Where is the Spree Tunnel located?
The Spree Tunnel connects Kämmerheide near Köpenick with the district of Friedrichshagen. It runs under the Spree, which flows through Müggelsee here.
The tunnel entrance is not really conspicuous, which is perhaps also due to the fact that my gaze first falls on the water. The terrace on the shore invites you to make yourself comfortable on a bench and let your gaze wander over the water.
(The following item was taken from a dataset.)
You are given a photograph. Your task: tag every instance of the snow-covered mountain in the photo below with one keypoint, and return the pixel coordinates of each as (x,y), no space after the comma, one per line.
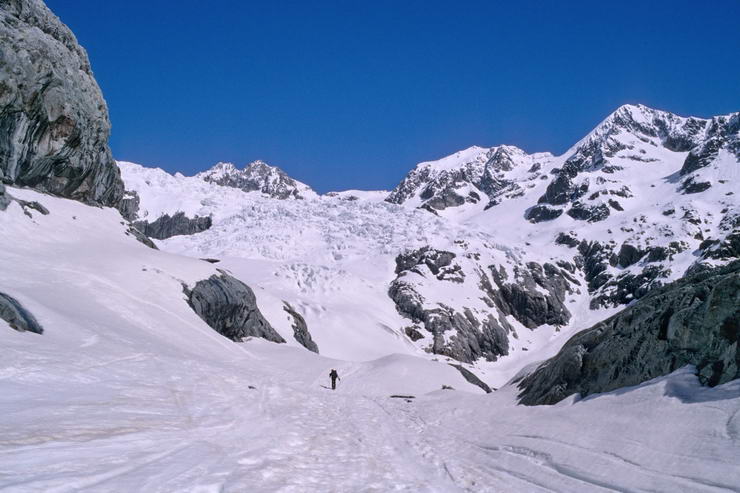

Only at second glance does the rather inconspicuous entrance to the Friedrichshagen pedestrian tunnel catch my eye.
Spree Tunnel Friedrichshagen – the development
In the countryside just outside Berlin, the village of Friedrichshagen was a popular excursion destination around 1900. At that time, the Prahmfähre, a steam-powered chain ferry, connected Pfeiffergasse with an excursion pub to the other side of the Spree and the Spindler Tower located there.
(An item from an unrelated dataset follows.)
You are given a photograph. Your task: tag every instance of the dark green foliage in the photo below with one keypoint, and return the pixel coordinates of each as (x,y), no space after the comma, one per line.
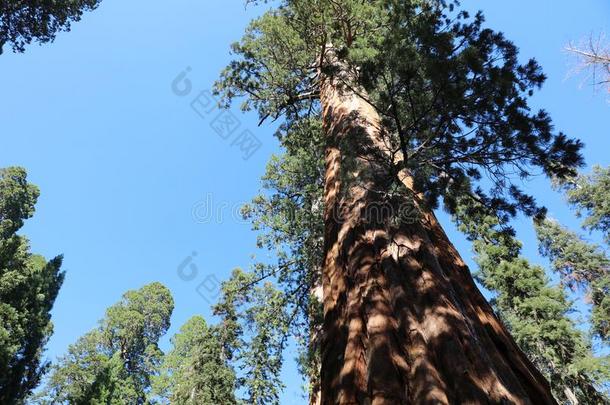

On weekends, it could get really crowded. The ferry could transport 265 people, but when 40,000 excursionists were on site at peak times, there were considerable waiting times. So it was clear that a solution would have to be found soon. There were calls for a bridge or tunnel. A larger ferry or even another ferry connection was quickly ruled out; shipping traffic was already affected by the commuting ferry as it was.
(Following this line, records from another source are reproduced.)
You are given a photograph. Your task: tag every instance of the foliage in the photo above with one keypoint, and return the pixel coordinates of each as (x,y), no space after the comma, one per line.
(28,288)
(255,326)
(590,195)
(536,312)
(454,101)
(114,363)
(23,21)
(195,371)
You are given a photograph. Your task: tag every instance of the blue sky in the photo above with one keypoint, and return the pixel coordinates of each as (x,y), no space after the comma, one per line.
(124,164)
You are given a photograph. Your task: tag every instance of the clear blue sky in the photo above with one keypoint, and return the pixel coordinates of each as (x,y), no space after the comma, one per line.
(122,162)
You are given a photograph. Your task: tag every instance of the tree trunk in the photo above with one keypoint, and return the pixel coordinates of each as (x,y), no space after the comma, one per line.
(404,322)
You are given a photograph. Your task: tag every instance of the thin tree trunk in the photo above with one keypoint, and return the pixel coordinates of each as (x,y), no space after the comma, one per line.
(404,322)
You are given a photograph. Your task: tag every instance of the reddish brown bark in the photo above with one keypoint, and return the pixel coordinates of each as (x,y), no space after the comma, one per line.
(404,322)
Due to the existing shipping, the relevant authority rejected a bridge with a clearance of 14 meters. With the founding of Greater Berlin, the responsibilities changed and in 1925 it was decided to build a tunnel.
The tunnel construction
The tunnel under the Mügelspree was built from 1926-27 according to a design by the Berlin Bridge Construction Office.
A process was used that had never before been used in Germany. The first reinforced concrete tunnel was built in a caisson construction using compressed air. Since shipping traffic had to continue, it was decided to construct the tunnel tube in two parts on land. There were two reinforced concrete caissons, each of which was lowered to the desired depth within 34 days using compressed air. Only at their final position under water were the halves joined together.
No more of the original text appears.